TEACHER ON THE RUN: True Tales of Classroom Chaos

13 May 2006
The Times and The Sunday Times

Teachers in the state sector, many would agree, are troopers, Trojans. Undervalued and underpaid, they have almost no strictures on their charges and little support from parents, the state or its politicians. Impotent, they face the anarchy and hedonism of our times on the front line. Gilbert teaches English in a London comprehensive. With this sequel to I’m a Teacher, Get Me Out of Here, he sends more dispatches from what is fast becoming a forgotten war.

He writes well, with a droll sense of humour. We have to laugh, or else we would cry, at the waste he chronicles, at a blighted generation, at political correctness and at educational policy gone mad. “You should never utter a negative comment about the children during your professional dialogue with your clients’ care-givers,” he is advised before a parents’ evening.
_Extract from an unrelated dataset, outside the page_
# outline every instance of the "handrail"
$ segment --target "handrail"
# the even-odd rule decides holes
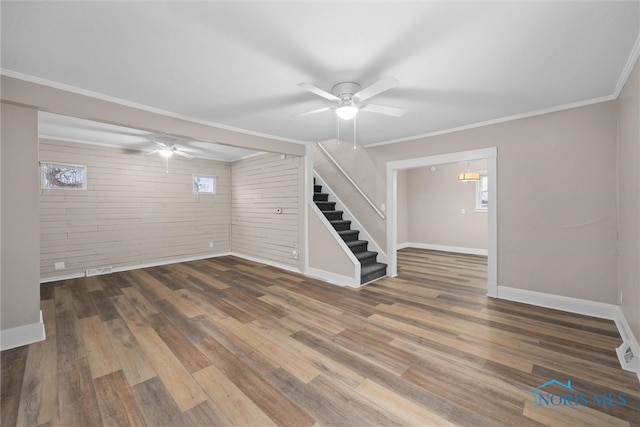
[[[355,181],[353,179],[351,179],[351,177],[349,176],[349,174],[347,174],[347,172],[342,169],[342,166],[340,166],[338,164],[338,162],[336,162],[336,159],[333,158],[333,156],[331,154],[329,154],[329,152],[327,151],[326,148],[324,148],[322,146],[322,144],[318,143],[318,147],[320,147],[320,150],[322,150],[322,152],[325,154],[325,156],[327,156],[329,158],[329,160],[331,160],[331,163],[333,163],[333,165],[340,171],[342,172],[342,175],[344,175],[345,178],[347,178],[347,180],[351,183],[351,185],[353,185],[353,187],[358,191],[358,193],[360,193],[360,195],[364,198],[364,200],[369,203],[369,206],[371,206],[373,208],[374,211],[376,211],[376,213],[378,214],[378,216],[382,219],[387,219],[386,216],[384,216],[384,214],[382,212],[380,212],[380,210],[378,209],[378,207],[371,201],[371,199],[369,197],[367,197],[366,194],[364,194],[364,192],[360,189],[360,187],[358,187],[358,184],[355,183]]]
Here are the temporary buildings, the bureaucracy, the parents who don’t care and the pupils who “don’t fink nuffink”. But for those like Gilbert who do, blessedly, persevere, there are practical tips. Be especially wary of lessons after lunch. “Children’s behaviour is far, far worse after they have consumed . . . the average meal in your average comprehensive.” There are rewarding moments, if only a few, such as meetings with pedagogical poets. Gilbert sets out the problems with clarity and verve. If he turns to the solutions, it will be a book worth volumes of government directives.